Bolivia’s wildfire season usually peaks in August and September, but officials are already preparing to continue fighting fires until the year’s end. The country saw its highest number of October, November, and December fire outbreaks ever recorded last year at 12,453, 9,426, and 1,347 outbreaks respectively.

“The head of the Ministry of Defense explained that the national emergency will allow for a more agile and rapid dynamic in the procedures with countries interested in providing support to Bolivia to mitigate the fire,” the ministry’s statement read. “At the national level, there will be active and coordinated work with the governorates, municipalities, and institutions of the central government and others that have to do with mitigating fires, as well as attention to health and humanitarian issues for the affected populations and the firefighters who are working, said the authority.”

“Forest firefighters from the Armed Forces carry out NIGHT PATROLS to combat the fire in the Pantanal area, which includes the San Matías – Las Petas route, in the department of Santa Cruz” – Bolivia Ministry of Defense

South America’s highest wildfire activity so far this year are in Bolivia and areas of the Brazilian Amazon. Brazilian authorities also estimated 2024’s July was the worst July in two decades, with more than 22,000 active wildfires. Wildfire increases occurred around two weeks earlier than usual during fire season in the region, which historically has peaked in August and September.

Brazil’s above-average emissions are caused in part by wildfires burning across the Pantanal wetlands.
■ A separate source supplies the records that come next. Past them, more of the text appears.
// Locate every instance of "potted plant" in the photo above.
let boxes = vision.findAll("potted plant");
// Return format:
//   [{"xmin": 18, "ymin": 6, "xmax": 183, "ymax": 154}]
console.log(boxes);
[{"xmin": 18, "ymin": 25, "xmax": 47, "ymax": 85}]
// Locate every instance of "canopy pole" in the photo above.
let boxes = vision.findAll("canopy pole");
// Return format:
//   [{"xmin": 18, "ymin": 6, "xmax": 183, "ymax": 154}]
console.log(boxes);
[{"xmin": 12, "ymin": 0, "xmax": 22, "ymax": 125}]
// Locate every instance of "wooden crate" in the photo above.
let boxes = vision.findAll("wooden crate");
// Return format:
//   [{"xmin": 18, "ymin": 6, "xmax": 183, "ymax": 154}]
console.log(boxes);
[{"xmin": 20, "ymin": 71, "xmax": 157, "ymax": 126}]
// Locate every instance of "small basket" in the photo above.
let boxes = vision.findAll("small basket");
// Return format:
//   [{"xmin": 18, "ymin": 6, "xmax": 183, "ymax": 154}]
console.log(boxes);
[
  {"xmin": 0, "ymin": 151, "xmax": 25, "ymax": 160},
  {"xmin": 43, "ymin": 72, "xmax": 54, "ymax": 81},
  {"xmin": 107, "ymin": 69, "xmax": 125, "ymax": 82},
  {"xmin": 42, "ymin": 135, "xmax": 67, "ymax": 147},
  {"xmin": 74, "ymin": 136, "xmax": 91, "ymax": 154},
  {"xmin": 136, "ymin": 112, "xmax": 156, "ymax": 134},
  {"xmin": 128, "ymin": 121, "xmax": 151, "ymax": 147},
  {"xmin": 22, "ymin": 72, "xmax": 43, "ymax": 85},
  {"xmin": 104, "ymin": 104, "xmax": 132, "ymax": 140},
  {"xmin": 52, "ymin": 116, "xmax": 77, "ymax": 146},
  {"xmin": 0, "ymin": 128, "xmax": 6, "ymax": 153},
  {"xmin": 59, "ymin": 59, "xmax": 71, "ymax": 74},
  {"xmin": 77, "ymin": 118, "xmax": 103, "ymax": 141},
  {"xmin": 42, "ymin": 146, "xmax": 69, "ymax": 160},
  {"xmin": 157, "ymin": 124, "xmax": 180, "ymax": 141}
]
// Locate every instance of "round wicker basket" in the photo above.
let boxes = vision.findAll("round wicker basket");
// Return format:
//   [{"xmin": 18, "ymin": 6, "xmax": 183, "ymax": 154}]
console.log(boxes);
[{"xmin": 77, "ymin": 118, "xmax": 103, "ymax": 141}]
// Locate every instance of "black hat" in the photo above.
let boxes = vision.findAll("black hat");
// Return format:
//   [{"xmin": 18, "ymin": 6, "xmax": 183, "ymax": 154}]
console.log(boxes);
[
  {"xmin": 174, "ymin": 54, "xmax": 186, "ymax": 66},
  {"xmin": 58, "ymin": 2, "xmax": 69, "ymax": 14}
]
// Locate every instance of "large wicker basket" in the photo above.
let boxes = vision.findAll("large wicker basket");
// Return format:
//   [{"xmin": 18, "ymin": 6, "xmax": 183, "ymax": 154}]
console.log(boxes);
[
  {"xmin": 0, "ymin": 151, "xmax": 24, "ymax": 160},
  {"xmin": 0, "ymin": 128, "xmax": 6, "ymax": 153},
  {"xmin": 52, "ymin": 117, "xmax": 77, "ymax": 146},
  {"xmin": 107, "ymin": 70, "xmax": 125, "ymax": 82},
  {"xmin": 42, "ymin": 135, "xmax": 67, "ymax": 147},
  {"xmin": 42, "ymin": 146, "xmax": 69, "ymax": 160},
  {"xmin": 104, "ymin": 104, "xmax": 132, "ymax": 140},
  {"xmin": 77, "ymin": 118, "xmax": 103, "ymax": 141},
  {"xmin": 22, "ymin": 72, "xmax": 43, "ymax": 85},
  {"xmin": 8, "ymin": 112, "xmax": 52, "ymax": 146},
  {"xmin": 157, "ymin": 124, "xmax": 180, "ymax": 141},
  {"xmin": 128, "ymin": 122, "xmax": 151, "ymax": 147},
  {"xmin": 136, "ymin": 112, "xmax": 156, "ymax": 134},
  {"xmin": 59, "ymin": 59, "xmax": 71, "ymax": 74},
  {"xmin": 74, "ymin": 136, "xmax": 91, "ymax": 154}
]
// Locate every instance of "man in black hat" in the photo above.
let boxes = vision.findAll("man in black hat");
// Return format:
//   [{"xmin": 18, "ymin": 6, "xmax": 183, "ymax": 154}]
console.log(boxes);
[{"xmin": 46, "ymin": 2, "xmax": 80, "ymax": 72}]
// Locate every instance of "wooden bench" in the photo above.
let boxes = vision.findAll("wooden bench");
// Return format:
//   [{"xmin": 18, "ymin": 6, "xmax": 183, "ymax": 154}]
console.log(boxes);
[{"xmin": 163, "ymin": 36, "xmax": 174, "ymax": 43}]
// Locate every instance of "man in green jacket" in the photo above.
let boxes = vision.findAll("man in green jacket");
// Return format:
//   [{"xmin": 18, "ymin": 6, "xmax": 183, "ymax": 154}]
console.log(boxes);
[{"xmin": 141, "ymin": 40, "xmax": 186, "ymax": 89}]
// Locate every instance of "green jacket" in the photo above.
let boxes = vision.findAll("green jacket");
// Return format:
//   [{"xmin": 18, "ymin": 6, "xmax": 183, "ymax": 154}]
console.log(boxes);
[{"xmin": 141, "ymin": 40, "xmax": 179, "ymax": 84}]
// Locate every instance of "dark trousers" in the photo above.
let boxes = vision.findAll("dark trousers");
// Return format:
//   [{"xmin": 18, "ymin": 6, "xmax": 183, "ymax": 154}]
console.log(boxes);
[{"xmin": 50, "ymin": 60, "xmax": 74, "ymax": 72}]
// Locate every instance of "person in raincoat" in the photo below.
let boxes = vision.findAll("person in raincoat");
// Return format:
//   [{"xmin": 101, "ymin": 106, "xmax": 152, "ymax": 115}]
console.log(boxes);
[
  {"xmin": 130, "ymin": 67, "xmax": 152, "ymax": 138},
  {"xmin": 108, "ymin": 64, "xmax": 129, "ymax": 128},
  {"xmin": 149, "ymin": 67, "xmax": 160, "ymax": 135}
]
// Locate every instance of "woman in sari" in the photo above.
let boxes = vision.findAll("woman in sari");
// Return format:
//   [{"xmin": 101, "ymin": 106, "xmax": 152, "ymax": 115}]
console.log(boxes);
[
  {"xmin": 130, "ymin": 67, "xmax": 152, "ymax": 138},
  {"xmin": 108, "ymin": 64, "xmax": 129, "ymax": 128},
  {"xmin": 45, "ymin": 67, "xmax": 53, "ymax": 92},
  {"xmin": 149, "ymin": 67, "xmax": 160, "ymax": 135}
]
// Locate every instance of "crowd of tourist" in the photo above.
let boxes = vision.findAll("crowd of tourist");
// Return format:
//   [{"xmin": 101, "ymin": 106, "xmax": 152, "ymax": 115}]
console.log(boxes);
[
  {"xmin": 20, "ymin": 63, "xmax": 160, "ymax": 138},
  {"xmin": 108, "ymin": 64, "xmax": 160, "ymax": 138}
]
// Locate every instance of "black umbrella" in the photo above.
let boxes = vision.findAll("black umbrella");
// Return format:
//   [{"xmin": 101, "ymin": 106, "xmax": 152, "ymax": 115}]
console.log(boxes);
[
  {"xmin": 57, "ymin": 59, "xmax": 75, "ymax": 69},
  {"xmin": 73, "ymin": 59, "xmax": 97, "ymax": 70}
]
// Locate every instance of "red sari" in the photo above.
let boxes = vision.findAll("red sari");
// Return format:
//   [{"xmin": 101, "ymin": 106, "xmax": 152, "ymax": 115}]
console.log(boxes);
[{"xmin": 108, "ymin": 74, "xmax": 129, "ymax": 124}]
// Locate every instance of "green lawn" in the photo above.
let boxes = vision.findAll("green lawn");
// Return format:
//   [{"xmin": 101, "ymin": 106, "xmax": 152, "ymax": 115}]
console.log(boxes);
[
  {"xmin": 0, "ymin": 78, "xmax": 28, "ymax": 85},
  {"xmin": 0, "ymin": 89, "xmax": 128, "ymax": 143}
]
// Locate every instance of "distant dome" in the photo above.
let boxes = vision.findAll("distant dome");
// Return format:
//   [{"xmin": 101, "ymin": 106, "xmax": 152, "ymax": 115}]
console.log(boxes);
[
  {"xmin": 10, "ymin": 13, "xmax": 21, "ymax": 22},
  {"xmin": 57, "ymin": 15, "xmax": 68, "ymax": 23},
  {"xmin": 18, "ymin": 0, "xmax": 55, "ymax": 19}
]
The world’s largest tropical wetland and biodiversity haven has marked record-breaking wildfires this year, just four years after similar fires burned 13,300 acres of the preserve.

“We were just trying to recover from the 2020 fire, which devastated our Pantanal. We had not fully recovered and now we are facing this again,” said a volunteer firefighter with the Baia Negra Environmental Protection Area’s Association of Women Producers.

The Pantanal is the biome in Brazil that has dried up the most between 1985 and 2023. Annual water surface for the area last year was just under 944,000 acres — only 2 percent of the wetland biome was covered by water. The total is reportedly 61 percent under the historical average. The area was 50 percent drier in 2023 than it was in 2018 when the area’s last major flood happened.